📊 quantvec

project

Jun 2026

Add vectors, search instantly. No training, no native build, no server. A zero-dependency TypeScript library for data-oblivious vector quantization and flat ANN search, implementing Google Research's TurboQuant + RaBitQ with WASM v128 FastScan. Compresses embeddings 7.9-15.7x and runs on Node, browsers, Bun, Cloudflare Workers, and React Native.

External Links

Demo Source Code

Achievements

Library Release

First public release on npm and GitHub: TurboQuantIndex, IdMapIndex, createCollection, WASM FastScan, and isomorphic serialization.

Jun 9, 2026

View Release

Real-Dataset Benchmarks

Validated on SIFT-small (10k x 128-d) and GloVe-200 (100k x 200-d text embeddings). At 4-bit: 0.888 recall@10 on SIFT, 0.880 on GloVe, with FastScan reaching ~2055 QPS on 10k vectors.

Jun 9, 2026

𝗦𝗶𝘁𝘂𝗮𝘁𝗶𝗼𝗻

In April 2025, Google Research published TurboQuant (Zandieh, Daliri, Hadian, Mirrokni, arXiv:2504.19874), a data-oblivious vector quantization algorithm that removes the training phase entirely. The insight: a random rotation makes every coordinate follow a known Beta distribution, so the MSE-optimal codebook is fully determined by (dim, bits) with no data at all. Combined with Gao & Long's RaBitQ (SIGMOD 2024) unbiased-estimator correction, it achieves recall competitive with trained PQ indexes. But no usable implementation existed. Every production vector quantizer (FAISS, ScaNN, Milvus) still required training and shipped as a native C++/Rust binary. That is a non-starter in the JavaScript ecosystem, where serverless functions cold-start in milliseconds, edge runtimes forbid native addons, and React Native apps cannot bundle native builds.

𝗧𝗮𝘀𝗸

Bring Google Research's TurboQuant algorithm to the JavaScript ecosystem as a clean-room, production-grade, zero-dependency TypeScript implementation. Deliver the paper's compression and recall guarantees with instant indexing (no training phase), running on Node, browsers, Bun, Cloudflare Workers, and React Native.

𝗔𝗰𝘁𝗶𝗼𝗻

Built a clean-room implementation of Google's TurboQuant + RaBitQ papers as a complete encode/search pipeline: unit normalization, then data-independent random rotation (O(d log d) FWHT for power-of-two dimensions, dense Householder QR otherwise), then MSE-optimal Lloyd-Max scalar quantization at 2/3/4 bits derived from the known Beta marginal, then true bit-packed serialization, then per-vector RaBitQ length-renormalization scale yielding unbiased inner-product estimates at query time.
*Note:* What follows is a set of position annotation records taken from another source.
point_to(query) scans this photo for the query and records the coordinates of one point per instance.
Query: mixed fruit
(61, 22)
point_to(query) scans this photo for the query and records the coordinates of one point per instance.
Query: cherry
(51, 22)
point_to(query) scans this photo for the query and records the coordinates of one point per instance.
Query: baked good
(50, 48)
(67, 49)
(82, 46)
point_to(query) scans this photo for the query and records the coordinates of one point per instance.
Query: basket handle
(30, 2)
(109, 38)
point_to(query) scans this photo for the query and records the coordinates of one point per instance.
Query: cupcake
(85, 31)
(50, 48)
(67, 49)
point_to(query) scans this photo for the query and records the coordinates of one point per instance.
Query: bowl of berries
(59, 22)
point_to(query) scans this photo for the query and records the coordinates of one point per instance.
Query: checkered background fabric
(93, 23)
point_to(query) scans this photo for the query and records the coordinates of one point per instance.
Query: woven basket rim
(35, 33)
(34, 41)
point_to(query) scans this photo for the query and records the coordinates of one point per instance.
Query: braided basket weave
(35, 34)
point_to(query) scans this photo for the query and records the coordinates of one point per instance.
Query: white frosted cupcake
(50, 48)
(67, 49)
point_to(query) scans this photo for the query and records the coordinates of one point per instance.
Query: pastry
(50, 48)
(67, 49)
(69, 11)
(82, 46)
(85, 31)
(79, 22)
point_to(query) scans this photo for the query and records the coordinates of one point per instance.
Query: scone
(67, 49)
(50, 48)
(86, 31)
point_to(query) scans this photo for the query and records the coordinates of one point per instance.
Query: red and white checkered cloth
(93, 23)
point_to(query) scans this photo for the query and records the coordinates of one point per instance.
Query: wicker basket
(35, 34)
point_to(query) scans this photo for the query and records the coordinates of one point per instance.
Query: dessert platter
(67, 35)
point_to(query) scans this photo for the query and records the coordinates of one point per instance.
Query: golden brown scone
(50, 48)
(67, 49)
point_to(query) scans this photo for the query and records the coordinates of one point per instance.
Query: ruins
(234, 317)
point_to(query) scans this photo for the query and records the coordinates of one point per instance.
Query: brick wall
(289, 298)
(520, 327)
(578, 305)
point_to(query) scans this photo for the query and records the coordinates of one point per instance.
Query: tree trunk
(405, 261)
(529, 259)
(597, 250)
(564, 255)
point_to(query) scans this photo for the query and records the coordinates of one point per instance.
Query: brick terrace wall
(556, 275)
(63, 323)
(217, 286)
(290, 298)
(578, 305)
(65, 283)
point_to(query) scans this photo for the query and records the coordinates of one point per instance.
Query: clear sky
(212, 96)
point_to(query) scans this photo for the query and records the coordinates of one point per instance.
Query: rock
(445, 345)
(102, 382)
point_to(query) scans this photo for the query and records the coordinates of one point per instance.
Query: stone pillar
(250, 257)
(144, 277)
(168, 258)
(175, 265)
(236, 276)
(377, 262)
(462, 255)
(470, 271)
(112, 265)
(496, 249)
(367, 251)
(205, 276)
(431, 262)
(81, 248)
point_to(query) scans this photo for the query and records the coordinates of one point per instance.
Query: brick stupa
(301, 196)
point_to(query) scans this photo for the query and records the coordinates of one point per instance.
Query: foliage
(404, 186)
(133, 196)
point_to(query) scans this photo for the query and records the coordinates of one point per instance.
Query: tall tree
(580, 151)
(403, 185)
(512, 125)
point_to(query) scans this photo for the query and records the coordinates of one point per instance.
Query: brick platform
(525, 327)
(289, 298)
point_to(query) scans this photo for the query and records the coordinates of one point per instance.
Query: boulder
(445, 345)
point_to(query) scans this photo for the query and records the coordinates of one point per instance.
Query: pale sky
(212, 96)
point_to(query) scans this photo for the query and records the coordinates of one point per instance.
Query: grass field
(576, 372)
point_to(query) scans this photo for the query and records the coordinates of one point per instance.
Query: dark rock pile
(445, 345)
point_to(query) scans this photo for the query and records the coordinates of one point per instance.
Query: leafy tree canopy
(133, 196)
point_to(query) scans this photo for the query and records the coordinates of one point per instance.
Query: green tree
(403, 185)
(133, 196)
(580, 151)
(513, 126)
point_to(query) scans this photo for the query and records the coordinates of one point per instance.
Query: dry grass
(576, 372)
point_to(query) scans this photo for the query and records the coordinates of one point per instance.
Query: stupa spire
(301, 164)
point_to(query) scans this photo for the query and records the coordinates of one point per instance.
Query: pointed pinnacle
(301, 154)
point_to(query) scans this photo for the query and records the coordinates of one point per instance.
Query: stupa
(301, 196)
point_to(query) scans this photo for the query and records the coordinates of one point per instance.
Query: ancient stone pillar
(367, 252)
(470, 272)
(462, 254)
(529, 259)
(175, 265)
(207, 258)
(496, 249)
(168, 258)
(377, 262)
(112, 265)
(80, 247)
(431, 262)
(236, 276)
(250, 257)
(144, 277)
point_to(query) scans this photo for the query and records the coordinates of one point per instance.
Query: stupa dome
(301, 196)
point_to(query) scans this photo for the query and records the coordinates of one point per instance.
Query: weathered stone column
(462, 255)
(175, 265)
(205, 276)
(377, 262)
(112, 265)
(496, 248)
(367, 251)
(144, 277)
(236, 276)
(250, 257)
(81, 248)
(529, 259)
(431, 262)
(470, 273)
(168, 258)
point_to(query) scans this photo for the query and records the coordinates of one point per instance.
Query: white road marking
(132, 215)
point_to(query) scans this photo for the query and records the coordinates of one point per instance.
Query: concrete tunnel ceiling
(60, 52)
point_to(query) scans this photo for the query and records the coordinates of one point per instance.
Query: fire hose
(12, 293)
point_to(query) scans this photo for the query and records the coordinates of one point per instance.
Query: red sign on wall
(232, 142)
Designed a layered API surface: TurboQuantIndex (raw positional flat index for maximum throughput), IdMapIndex (stable string/number/bigint external ids with O(1) swap-remove and predicate filtering), and createCollection (a Qdrant-inspired ergonomic layer with typed payloads and a structured filter DSL supporting must/should/must_not clauses with match, range, and hasId conditions).

Engineered two WASM acceleration paths compiled from AssemblyScript. The default is an exact f64 scoring kernel, bit-identical to the pure-TS oracle, with codes resident in linear memory (~1.3x faster). The optional v128 FastScan kernel reorganizes codes into blocked 16-vector tiles, builds a quantized u8 lookup table per query, and uses v128.swizzle for 16 simultaneous table lookups per coordinate. This achieves 5.7x speedup at 50k vectors on Apple Silicon with exact rescore of the candidate pool preserving recall.

Shipped isomorphic toBytes/fromBytes persistence with a versioned binary format (QVEC header), typed discriminated error classes at every API boundary, and a quantvec/node subpath with filesystem helpers. The same index serializes to IndexedDB, Cloudflare R2, or disk with zero server-side logic.

𝗥𝗲𝘀𝘂𝗹𝘁

The library achieves 0.888 recall@10 on SIFT-small (10k x 128-d) and 0.880 recall@10 on 100k GloVe-200 word embeddings at 4-bit, with 7.1-7.4x compression, zero training time, and zero runtime dependencies. FastScan reaches ~2055 QPS on 10k vectors and ~1350 QPS on 50k vectors single-threaded. Published to npm as v0.0.1 with full CI, benchmarks validated on multiple real datasets, research notes, and an interactive documentation site.